On September 10, 2014, Governor Brown signed into law AB 1522 (Healthy Workplaces, Healthy Families Act of 2014), which requires all California employers, large or small, to provide employees paid sick leave (with limited exceptions for certain industries and employees under particular collective bargaining agreements). The Act will become effective on July 1, 2015, and it provides for the following:
- Employees must accrue paid sick time at a rate of one hour for every thirty (30) hours worked. Exempt employees accrue based on a presumed forty (40) hour workweek, or their normal scheduled workweek, whichever is less.
- Accrued, unused sick time must be carried over to the following year, but employers can limit the number of sick days taken in a calendar year to three days. In addition, they can limit or cap maximum accrual of sick time to six days. Alternatively, employers need not track accrual or carry over accrued time if they provide the full three days at the beginning of each year.
- Although employees begin accruing sick time on the date of hire, accrued time can only be used starting on the ninetieth (90th) day of employment.
- Sick time can be used for the employee’s own illness, or to take time off to care for ill family members or for victims of domestic violence, sexual assault, or stalking.
- Employers are not required to pay out accrued, unused sick time upon separation of employment.
- Employers that already provide paid sick time, or paid time off policies that can be used for sick leave, need not provide additional leave under the Act if their plans provide at least the same amount of leave and under the same or more favorable conditions as provided for under the Act.
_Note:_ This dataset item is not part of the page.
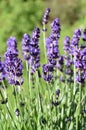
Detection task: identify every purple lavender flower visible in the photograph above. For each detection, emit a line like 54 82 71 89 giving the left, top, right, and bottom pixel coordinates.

- Employers subject to more favorable local paid sick leave ordinances (e.g., San Francisco) must continue to comply with such ordinances.
The Act has additional notice and recordkeeping requirements. Failure to comply with the Act can result in various penalties and the Act prohibits retaliation against employees for taking accrued sick time (including a rebuttable presumption of retaliation within thirty days of an employee exercising protected rights under the Act).